Relutante, Frances regressa para Hollywood,
onde as coisas agora mudaram: Sua predileção pelo teatro, em detrimento às
produções de cinema, fizeram desgostoso o todo-poderoso chefe da Paramount
Pictures (Allan Rich, de “Quero Dizer Que Te Amo”) que, ao lado da crítica
insidiosa Louella Parsons, coloca toda Los Angeles contra Frances. Exaurida
pelo ambiente tóxico, Frances –que, até então, começa a demonstrar certo grau
de alcoolismo devido à tumultuadas filmagens realizadas à contra-gosto no
México –começa a ter seus primeiros surtos de ansiedade, o que a leva a ser
internada numa clínica psiquiátrica pela mãe (Kim Stanley, de “Os Eleitos”,
também com Shepard no elenco).
Será só o começo de seu pesadelo.
Os médicos se recusam a liberá-la para uma vida
normal e saudável –em parte, pela boa repercussão que a presença de uma estrela
de cinema internada proporciona à clínica, em parte, pela insistência
negativista da mãe –mesmo diante de indícios pertinentes vindos da própria
Frances de que ela é mentalmente sã. Quando finalmente sai –não sem antes
tentar uma fuga, auxiliada pela única pessoa que continua ao seu lado em todos
os percalços, Harry York –ela é deixada aos cuidados da mãe, tendo sua
autonomia como adulta legalmente suspensa.
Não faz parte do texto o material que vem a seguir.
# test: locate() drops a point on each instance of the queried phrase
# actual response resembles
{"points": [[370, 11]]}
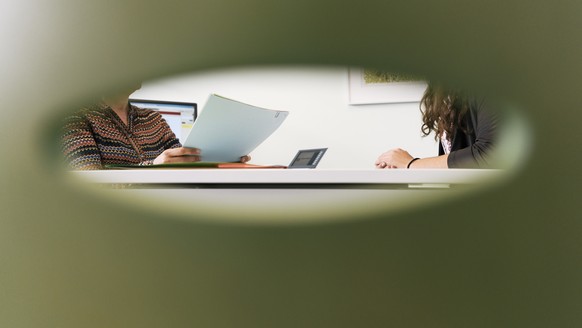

Contudo, a mãe de Frances (no roteiro
romantizado escrito por Eric Bergren, Christopher De Vore e Nicholas Kazan,
este também roteirista de “O Reverso da Fortuna”) revela-se menos alguém
preocupada com o bem-estar da própria filha, e mais um indivíduo disposto a
enxergar nela as aspirações que almejou para si: A despeito da vontade cada vez
maior de Frances afastar-se por completo do sufocante e pernicioso sistema de
Hollywood (mostrado no filme como um universo abusivo e dissimulado), sua mãe
lhe dá somente duas alternativas; ou regressa de uma vez por todas à vida de
atriz famosa, ou retorna para as clínicas psiquiátricas. A medida que os
atritos se sucedem –pois, Frances se recusa veementemente a viver uma vida que
não quer para si –as instituições nas quais é enviada por sua mãe, com todos os
aparatos legais, vão se tornando cada vez mais precárias e degradantes, em
sequências lúgubres e consternadoras que certamente inspiraram Jane Campion em
“Um Anjo Em Minha Mesa”. Num dos últimos sanatórios, Frances era estuprada por
quem pagasse mais aos enfermeiros pela chance de fazer sexo com uma estrela de
cinema (!). Até que, por fim, Frances é submetida a uma lobotomia!